We now get to where QM takes over: How is this all possible? We do not understand the nature of quanta. They cannot be thought of as BBs and we can apply our understanding of the macro universe (Things roughly larger than an atom) to the behavior of a quantum. What happens when we create entangled particles? We get what appears to be 2 quanta, but if you take a quantum apart you get quarks and that is not what we have. OPINION: We get a single quantum that appears in 2 places at once.
Old Pilot’s Entangled Cat (With apologies to Erwin Schrodinger)

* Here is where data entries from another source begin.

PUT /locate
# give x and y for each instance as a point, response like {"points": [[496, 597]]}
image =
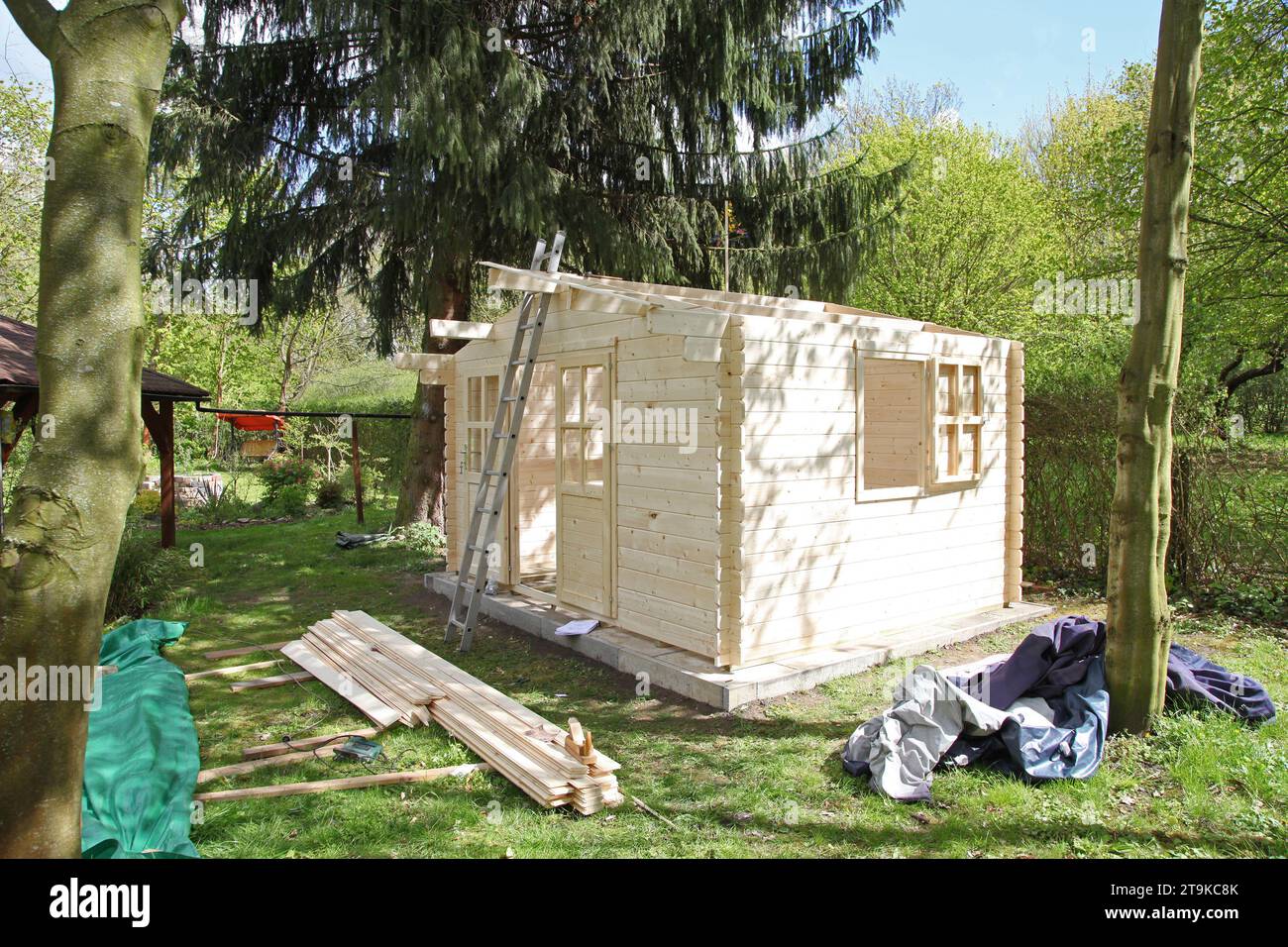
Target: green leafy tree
{"points": [[108, 59], [24, 132], [403, 142]]}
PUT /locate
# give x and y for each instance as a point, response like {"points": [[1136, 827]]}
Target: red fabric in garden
{"points": [[254, 421]]}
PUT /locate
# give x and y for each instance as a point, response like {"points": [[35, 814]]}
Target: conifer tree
{"points": [[387, 146]]}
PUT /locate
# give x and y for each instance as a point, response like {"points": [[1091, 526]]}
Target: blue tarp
{"points": [[1042, 712]]}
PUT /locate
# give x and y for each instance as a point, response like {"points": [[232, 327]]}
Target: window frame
{"points": [[958, 420], [927, 375], [930, 478]]}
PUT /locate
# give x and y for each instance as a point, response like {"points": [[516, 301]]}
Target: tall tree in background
{"points": [[1140, 518], [387, 146], [108, 59]]}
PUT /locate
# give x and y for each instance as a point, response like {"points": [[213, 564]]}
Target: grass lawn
{"points": [[761, 781]]}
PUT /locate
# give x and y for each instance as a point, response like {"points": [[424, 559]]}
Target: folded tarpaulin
{"points": [[142, 759], [1051, 659], [1041, 712], [1060, 737], [898, 750], [1193, 681], [348, 540]]}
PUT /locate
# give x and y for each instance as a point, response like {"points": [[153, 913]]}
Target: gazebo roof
{"points": [[18, 368]]}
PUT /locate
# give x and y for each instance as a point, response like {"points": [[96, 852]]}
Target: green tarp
{"points": [[142, 761]]}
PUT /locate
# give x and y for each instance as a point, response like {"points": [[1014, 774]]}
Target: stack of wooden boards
{"points": [[390, 680]]}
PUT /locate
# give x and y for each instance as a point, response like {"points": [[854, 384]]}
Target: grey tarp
{"points": [[932, 718]]}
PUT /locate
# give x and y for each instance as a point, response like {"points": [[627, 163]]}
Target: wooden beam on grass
{"points": [[277, 681], [252, 766], [235, 669], [253, 753], [455, 329], [297, 789], [245, 650]]}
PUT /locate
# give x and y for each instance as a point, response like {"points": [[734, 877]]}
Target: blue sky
{"points": [[1006, 56]]}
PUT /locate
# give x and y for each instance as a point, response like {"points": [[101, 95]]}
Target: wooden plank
{"points": [[235, 669], [454, 329], [254, 753], [296, 789], [277, 681], [373, 709], [252, 766], [245, 650]]}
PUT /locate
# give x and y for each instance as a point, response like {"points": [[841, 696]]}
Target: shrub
{"points": [[284, 472], [143, 578], [147, 504], [330, 495], [291, 500], [423, 538]]}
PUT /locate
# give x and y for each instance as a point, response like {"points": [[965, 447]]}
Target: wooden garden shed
{"points": [[747, 478]]}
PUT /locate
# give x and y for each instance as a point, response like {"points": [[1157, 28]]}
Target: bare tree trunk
{"points": [[421, 496], [108, 59], [1140, 518]]}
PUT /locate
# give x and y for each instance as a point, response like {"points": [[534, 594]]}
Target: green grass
{"points": [[763, 781]]}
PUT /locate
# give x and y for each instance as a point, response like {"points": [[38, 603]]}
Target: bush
{"points": [[284, 472], [147, 504], [291, 500], [145, 575], [423, 538], [330, 495]]}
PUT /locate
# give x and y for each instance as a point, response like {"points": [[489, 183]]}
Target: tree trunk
{"points": [[108, 59], [421, 496], [1140, 518]]}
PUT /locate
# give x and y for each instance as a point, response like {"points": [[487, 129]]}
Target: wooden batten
{"points": [[1014, 575], [436, 368], [729, 420], [454, 329]]}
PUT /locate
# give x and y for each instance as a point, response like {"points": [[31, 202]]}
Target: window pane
{"points": [[970, 393], [893, 440], [970, 449], [475, 410], [475, 450], [593, 390], [572, 394], [945, 450], [571, 441], [593, 458], [492, 393], [945, 399]]}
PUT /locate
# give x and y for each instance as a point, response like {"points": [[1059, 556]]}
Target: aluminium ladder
{"points": [[502, 445]]}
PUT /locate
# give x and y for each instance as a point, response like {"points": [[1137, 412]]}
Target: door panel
{"points": [[482, 392], [585, 547]]}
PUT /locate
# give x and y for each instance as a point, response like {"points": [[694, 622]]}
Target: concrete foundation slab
{"points": [[694, 677]]}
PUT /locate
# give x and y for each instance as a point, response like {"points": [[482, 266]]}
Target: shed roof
{"points": [[694, 300], [18, 368]]}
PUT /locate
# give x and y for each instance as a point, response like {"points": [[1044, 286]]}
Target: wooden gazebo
{"points": [[20, 386]]}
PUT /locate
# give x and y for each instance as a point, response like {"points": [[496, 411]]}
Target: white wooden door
{"points": [[585, 489]]}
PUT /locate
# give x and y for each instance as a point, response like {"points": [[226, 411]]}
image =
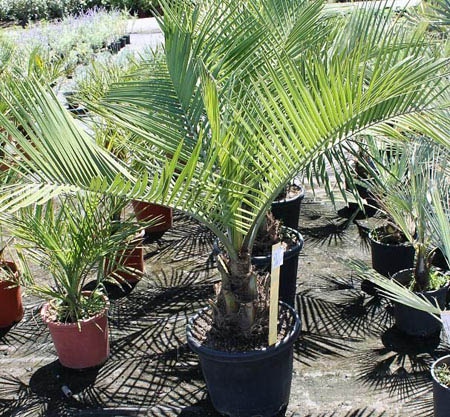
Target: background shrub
{"points": [[23, 11]]}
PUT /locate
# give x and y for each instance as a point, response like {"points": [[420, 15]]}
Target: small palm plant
{"points": [[405, 172], [434, 205], [244, 96], [70, 238]]}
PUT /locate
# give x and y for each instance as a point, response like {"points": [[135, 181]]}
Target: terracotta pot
{"points": [[147, 211], [11, 308], [80, 345], [128, 265]]}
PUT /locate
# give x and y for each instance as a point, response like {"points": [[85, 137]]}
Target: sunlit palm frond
{"points": [[393, 290]]}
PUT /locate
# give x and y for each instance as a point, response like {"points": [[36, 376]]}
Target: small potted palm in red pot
{"points": [[69, 238], [11, 308]]}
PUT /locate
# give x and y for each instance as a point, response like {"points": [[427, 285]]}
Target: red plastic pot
{"points": [[147, 211], [11, 308], [80, 345]]}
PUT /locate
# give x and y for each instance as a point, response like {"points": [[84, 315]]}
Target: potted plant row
{"points": [[220, 138], [437, 215]]}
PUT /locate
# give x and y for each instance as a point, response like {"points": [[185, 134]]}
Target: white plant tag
{"points": [[277, 261], [445, 317], [277, 256]]}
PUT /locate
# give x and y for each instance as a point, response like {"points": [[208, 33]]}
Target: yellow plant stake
{"points": [[277, 261]]}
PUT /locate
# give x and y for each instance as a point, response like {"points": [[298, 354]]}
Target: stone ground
{"points": [[349, 360]]}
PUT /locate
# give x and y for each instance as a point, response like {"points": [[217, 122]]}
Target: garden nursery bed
{"points": [[349, 360]]}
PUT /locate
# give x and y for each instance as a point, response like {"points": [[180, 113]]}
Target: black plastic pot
{"points": [[248, 384], [387, 259], [288, 209], [416, 322], [441, 393], [288, 271]]}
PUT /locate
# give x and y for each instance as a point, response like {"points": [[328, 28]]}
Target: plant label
{"points": [[445, 317], [277, 261], [277, 255]]}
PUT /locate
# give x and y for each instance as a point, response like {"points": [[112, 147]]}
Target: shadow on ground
{"points": [[348, 347]]}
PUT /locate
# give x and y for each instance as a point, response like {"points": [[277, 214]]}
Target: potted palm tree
{"points": [[70, 237], [438, 217], [402, 191], [10, 292], [236, 133]]}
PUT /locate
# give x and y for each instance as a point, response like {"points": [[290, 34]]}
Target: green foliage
{"points": [[442, 374], [69, 238], [54, 49], [24, 11]]}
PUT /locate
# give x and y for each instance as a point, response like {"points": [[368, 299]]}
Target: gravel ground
{"points": [[349, 360]]}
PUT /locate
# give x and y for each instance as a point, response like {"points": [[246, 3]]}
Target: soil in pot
{"points": [[286, 207], [11, 308], [415, 322], [147, 211], [440, 372], [80, 345], [251, 383]]}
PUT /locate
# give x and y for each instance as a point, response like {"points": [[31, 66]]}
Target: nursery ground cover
{"points": [[349, 360]]}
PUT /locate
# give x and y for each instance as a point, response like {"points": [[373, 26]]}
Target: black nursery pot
{"points": [[441, 393], [288, 271], [387, 259], [288, 209], [416, 322], [248, 384]]}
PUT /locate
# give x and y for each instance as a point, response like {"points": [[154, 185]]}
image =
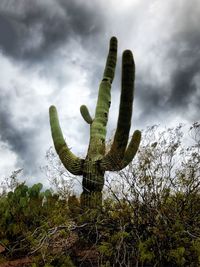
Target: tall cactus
{"points": [[97, 161]]}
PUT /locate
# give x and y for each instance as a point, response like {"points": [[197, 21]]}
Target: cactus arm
{"points": [[109, 71], [72, 163], [98, 127], [116, 153], [85, 114], [115, 164]]}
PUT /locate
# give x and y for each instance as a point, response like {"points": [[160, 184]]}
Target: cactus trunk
{"points": [[93, 167]]}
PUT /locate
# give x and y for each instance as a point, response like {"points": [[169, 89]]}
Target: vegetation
{"points": [[93, 167], [150, 212]]}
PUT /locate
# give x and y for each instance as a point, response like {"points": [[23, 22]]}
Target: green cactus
{"points": [[97, 161]]}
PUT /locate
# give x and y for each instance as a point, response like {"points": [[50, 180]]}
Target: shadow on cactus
{"points": [[97, 161]]}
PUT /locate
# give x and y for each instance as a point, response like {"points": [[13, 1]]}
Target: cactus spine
{"points": [[93, 167]]}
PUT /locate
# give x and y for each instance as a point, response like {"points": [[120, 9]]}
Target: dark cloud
{"points": [[182, 52], [33, 29], [20, 138]]}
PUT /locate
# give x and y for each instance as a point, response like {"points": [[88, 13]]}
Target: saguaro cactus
{"points": [[97, 161]]}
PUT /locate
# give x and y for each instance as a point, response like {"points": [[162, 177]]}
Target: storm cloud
{"points": [[54, 51]]}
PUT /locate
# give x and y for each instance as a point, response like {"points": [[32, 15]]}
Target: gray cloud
{"points": [[64, 42], [34, 29], [181, 63]]}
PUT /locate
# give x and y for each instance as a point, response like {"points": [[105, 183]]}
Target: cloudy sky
{"points": [[54, 51]]}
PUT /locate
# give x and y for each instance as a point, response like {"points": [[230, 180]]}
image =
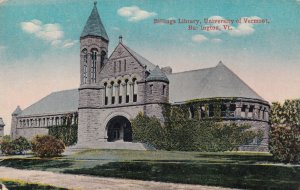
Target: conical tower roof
{"points": [[17, 111], [157, 75], [94, 26], [1, 122]]}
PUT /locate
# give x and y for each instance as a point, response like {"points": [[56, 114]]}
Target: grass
{"points": [[21, 185], [250, 170]]}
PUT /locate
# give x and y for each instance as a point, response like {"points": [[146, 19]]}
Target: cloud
{"points": [[134, 13], [48, 32], [216, 40], [116, 28], [199, 38], [64, 44], [51, 33], [2, 1]]}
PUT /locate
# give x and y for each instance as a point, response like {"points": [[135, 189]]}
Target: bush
{"points": [[12, 147], [66, 132], [6, 145], [21, 145], [184, 134], [285, 131], [47, 146]]}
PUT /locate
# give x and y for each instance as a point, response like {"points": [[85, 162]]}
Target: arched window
{"points": [[105, 94], [103, 57], [223, 110], [134, 86], [124, 65], [84, 60], [120, 66], [120, 92], [113, 91], [126, 90], [93, 66]]}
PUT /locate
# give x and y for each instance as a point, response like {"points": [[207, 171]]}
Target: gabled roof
{"points": [[1, 122], [94, 26], [213, 82], [143, 61], [157, 75], [57, 102]]}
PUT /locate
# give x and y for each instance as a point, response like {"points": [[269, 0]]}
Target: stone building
{"points": [[2, 125], [114, 89]]}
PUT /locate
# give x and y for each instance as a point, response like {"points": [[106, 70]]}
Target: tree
{"points": [[285, 131], [17, 146]]}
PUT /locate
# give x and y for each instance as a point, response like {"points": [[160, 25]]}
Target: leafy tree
{"points": [[12, 147], [285, 131]]}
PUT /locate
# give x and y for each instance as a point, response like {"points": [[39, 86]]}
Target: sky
{"points": [[39, 42]]}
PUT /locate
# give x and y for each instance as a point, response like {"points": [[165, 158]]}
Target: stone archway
{"points": [[119, 129]]}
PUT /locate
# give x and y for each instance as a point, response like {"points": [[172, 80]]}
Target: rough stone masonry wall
{"points": [[93, 122]]}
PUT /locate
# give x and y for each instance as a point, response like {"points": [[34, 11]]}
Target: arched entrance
{"points": [[119, 129]]}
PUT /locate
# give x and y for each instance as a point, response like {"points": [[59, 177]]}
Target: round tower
{"points": [[157, 87]]}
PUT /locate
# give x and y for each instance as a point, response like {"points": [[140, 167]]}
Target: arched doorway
{"points": [[119, 129]]}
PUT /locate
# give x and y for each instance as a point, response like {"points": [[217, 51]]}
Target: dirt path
{"points": [[93, 183]]}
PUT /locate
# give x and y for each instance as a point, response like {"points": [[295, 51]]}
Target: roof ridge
{"points": [[194, 70], [135, 54]]}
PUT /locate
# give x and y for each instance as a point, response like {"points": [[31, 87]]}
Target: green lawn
{"points": [[21, 185], [230, 169]]}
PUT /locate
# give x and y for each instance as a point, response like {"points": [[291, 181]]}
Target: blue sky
{"points": [[39, 42]]}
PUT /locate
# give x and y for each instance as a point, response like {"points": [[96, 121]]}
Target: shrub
{"points": [[47, 146], [20, 145], [285, 131], [6, 145], [184, 134], [17, 146], [66, 132]]}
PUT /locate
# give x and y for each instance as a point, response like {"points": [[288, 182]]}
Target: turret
{"points": [[1, 127], [93, 49], [157, 85]]}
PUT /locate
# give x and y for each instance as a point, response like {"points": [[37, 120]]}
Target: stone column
{"points": [[117, 87], [130, 92], [124, 92], [89, 61], [109, 94]]}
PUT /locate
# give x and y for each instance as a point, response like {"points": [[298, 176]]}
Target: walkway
{"points": [[94, 183]]}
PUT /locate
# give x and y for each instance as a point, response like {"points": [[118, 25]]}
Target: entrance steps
{"points": [[110, 145]]}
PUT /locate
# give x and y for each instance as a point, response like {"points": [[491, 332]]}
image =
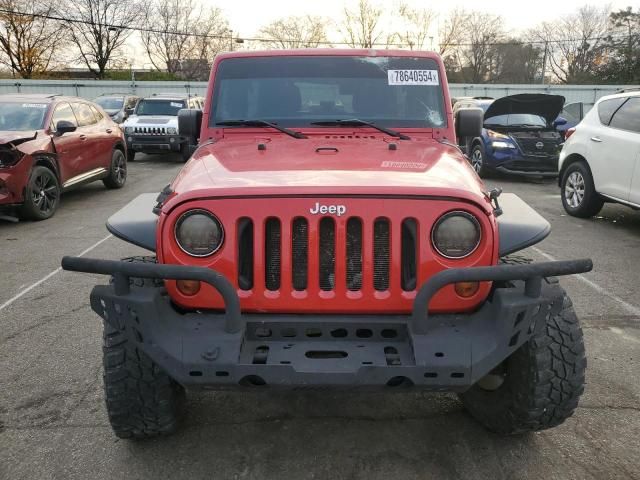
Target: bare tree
{"points": [[574, 43], [183, 35], [295, 32], [93, 33], [28, 43], [417, 26], [361, 26], [452, 32], [484, 31]]}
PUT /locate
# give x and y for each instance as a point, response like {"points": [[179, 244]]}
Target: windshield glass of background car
{"points": [[110, 103], [159, 107], [516, 119], [18, 116], [297, 91]]}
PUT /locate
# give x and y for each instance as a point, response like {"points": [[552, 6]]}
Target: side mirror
{"points": [[469, 122], [189, 123], [559, 121], [65, 126]]}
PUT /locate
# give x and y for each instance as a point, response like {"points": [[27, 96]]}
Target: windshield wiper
{"points": [[356, 122], [260, 123]]}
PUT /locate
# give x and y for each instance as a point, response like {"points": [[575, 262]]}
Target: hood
{"points": [[16, 138], [327, 165], [546, 106], [146, 120]]}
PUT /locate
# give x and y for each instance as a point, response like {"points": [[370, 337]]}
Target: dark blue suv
{"points": [[519, 134]]}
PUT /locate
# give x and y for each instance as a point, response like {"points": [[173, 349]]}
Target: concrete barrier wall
{"points": [[92, 88]]}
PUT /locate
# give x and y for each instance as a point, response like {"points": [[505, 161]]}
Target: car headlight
{"points": [[456, 234], [199, 233], [500, 144]]}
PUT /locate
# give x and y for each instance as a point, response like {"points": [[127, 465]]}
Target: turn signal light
{"points": [[467, 289], [188, 287]]}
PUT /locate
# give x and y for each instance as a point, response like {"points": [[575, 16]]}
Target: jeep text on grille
{"points": [[327, 231]]}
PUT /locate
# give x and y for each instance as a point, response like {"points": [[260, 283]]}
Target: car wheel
{"points": [[579, 196], [477, 160], [42, 195], [117, 171], [539, 385]]}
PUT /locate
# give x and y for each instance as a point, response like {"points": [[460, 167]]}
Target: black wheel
{"points": [[477, 160], [142, 400], [42, 195], [538, 387], [185, 152], [578, 193], [117, 171]]}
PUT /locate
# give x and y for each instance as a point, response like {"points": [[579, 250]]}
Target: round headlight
{"points": [[199, 233], [456, 234]]}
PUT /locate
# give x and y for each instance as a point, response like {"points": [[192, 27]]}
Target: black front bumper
{"points": [[436, 352]]}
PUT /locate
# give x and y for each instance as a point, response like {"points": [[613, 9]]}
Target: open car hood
{"points": [[547, 106]]}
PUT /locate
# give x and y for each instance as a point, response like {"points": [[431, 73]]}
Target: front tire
{"points": [[42, 195], [117, 171], [578, 192], [539, 385]]}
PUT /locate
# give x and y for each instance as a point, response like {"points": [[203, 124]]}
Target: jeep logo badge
{"points": [[337, 210]]}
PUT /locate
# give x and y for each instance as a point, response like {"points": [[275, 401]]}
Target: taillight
{"points": [[569, 132]]}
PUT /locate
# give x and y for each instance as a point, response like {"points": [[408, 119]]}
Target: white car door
{"points": [[614, 147]]}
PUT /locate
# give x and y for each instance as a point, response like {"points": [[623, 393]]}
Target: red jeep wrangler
{"points": [[329, 232]]}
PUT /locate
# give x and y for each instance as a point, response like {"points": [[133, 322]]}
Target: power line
{"points": [[221, 36]]}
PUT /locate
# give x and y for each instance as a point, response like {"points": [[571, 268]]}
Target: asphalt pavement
{"points": [[53, 423]]}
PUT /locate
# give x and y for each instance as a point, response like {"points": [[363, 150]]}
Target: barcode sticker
{"points": [[413, 77]]}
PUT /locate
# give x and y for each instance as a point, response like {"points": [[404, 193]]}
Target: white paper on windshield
{"points": [[413, 77]]}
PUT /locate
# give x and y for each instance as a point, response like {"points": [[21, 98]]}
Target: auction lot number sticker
{"points": [[413, 77]]}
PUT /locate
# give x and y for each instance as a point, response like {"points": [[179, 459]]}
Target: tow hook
{"points": [[493, 195]]}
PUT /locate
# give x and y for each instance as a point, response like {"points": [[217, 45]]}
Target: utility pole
{"points": [[544, 61]]}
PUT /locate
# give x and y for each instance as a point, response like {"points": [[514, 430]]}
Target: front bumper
{"points": [[154, 143], [227, 349]]}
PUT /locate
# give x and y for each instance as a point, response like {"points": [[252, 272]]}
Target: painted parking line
{"points": [[632, 309], [49, 275]]}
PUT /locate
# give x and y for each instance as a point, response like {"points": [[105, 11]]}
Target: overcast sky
{"points": [[247, 16]]}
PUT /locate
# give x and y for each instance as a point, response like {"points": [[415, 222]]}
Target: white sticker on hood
{"points": [[413, 77]]}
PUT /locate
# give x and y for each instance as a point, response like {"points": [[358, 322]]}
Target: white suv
{"points": [[600, 160]]}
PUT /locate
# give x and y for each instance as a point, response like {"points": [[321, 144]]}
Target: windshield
{"points": [[16, 116], [298, 91], [516, 119], [149, 106], [110, 103]]}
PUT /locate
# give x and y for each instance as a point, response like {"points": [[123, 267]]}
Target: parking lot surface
{"points": [[53, 422]]}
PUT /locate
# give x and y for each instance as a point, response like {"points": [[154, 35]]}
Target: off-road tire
{"points": [[142, 400], [591, 202], [543, 383], [31, 209], [117, 171]]}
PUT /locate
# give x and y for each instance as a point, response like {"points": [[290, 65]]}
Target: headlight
{"points": [[456, 234], [199, 233], [502, 145]]}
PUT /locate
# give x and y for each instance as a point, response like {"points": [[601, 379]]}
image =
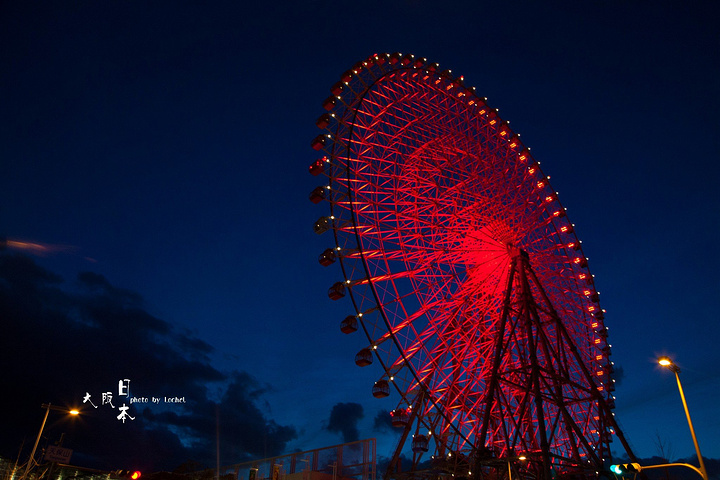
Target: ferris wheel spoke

Consider this variation on Schrodinger's Cat: The box is rigged with partitions that allow the box to be separated into 2 boxes without observing the contents. At the end of the hour when the box, by Copenhagen, contains a cat that is both alive and dead, we split the box into 2 boxes. We can now separate both boxes that still contain the Cat Fog as far apart as we wish and look in either box. If we find a dead (or alive) cat then there must also be a alive (or dead) cat in the other box because it is the same cat. Note, if one box has a live cat, then the other box must have a dead cat because the Conservation Laws require that the Mirror Indeterminacy be preserved. To be consistent and QM is ALWAYS consistent, when we separated the boxes the PSI Function of the cat (or the now entangled radioactive atom) had the value Alive and Dead (Un-decayed and Decayed) all we did was separate the cat and atom, the PSI function must still maintain both values. Since the cat and atom are now in 2 locations, the PSI Function will collapse to both solutions.
We cannot "prove" quanta exist in 2 locations at one time, since when observed they exist in only 1 location. But, to explain quantum behavior, that is about the only choice.